In summary, the following rules apply to the use and disclosure of health information.
- Where health information has been collected in the context of providing a health service use and disclosure is governed by the duty of confidentiality in the Hospital and Health Boards Act 2011. However, this does not govern situations where information is used without being given to any other person, but note that NPP 2 still applies.
- Where health information has been collected through a statutory provision (for example, information provided to the Pap Smear Registry) then it will be subject to any statutory requirements relating to use and disclosure.
- Where the Hospital and Health Boards Act 2011 does not apply and there are no statutory requirements relating to use and disclosure, NPP 2 will apply. For example, NPP2 applies to information provided in a medical certificate provided by a departmental officer.
- Where there is any doubt surrounding whether or not health information can or should be used or disclosed, advice should be sought from senior management in the first instance.
Consent to disclose health information when dealing with children and young people
Parents do not have an automatic right to their child’s personal health information. A key consideration in deciding whether to disclose information to a parent is the child’s capacity or competence to consent to the disclosure of information.
Determining competence can be complex. Health agency officers will need to carefully assess the young person’s maturity and their understanding of the relevant issues. There will be younger persons, in certain circumstances, who have sufficient maturity and understanding to make their own decisions. Conversely, there may be older teenagers who lack such competence. The proposed use or disclosure of the child’s information is also relevant. For example, further treatment of the child where the family is moving interstate or overseas versus for the purpose of family court proceedings.
Further, it is important to consider whether the disclosure of the child’s information is in the best interests of the child. For example, if a parent is abusive toward a child or other family members, departmental officers may decide there are reasonable grounds to believe a disclosure of the child’s health information would be harmful or contrary to the child’s interests.

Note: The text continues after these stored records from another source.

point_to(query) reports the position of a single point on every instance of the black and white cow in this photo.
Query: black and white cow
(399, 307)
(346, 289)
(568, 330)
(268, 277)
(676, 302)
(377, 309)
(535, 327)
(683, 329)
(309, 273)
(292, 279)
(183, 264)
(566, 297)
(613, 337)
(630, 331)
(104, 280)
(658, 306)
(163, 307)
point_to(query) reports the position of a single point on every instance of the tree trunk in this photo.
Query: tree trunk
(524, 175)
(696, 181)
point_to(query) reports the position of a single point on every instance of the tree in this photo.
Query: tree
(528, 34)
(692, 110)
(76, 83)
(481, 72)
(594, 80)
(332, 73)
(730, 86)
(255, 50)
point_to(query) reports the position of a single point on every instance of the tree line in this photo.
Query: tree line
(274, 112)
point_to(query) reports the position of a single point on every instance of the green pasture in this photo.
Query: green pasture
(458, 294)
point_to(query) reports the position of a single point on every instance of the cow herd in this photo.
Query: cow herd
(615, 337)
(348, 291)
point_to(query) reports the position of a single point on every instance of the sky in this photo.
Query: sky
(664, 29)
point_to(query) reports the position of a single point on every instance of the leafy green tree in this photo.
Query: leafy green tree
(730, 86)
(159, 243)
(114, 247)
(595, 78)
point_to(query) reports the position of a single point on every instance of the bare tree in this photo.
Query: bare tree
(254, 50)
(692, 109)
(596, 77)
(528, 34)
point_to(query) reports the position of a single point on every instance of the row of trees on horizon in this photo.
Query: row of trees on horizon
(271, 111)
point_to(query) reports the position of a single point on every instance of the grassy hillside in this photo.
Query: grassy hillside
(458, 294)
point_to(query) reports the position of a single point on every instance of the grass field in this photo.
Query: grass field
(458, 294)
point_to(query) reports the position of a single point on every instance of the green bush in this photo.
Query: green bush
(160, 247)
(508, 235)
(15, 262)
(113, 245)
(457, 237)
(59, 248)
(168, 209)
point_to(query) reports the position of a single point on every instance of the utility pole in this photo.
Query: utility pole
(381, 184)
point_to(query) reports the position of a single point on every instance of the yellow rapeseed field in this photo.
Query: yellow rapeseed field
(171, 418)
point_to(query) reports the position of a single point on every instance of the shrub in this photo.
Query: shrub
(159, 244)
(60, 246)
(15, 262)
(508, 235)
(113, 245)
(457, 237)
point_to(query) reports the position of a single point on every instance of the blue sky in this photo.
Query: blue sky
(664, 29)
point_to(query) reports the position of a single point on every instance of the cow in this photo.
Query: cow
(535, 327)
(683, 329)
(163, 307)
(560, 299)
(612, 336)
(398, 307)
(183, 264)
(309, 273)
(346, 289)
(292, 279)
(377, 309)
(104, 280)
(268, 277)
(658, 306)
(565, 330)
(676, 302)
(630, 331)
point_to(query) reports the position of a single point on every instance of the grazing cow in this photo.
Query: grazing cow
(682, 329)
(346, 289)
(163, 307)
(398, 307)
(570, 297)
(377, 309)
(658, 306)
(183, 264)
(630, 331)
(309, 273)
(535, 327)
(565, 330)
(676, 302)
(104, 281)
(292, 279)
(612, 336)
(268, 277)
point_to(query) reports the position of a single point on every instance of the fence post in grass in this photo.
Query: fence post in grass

Child or young person assessed as not competent to consent to disclosure
Where a child or young person is not competent to make their own privacy decisions a departmental officer can discuss the young person’s health information with a parent or legal guardian. The information given should be limited to that which is necessary. Other information about the child that is not relevant should not be divulged. Where the parent or legal guardian (or any third party) wishes to access the child or young person’s health record, an application should be made under the IP Act or the RTI Act.
Even if the young person is not competent, their views should still be considered, as should, the risks and benefits of disclosure in the circumstances.
Child or young person assessed as competent to consent to disclosure
In circumstances where a young person is capable of making their own decisions regarding their privacy, their wishes should be followed.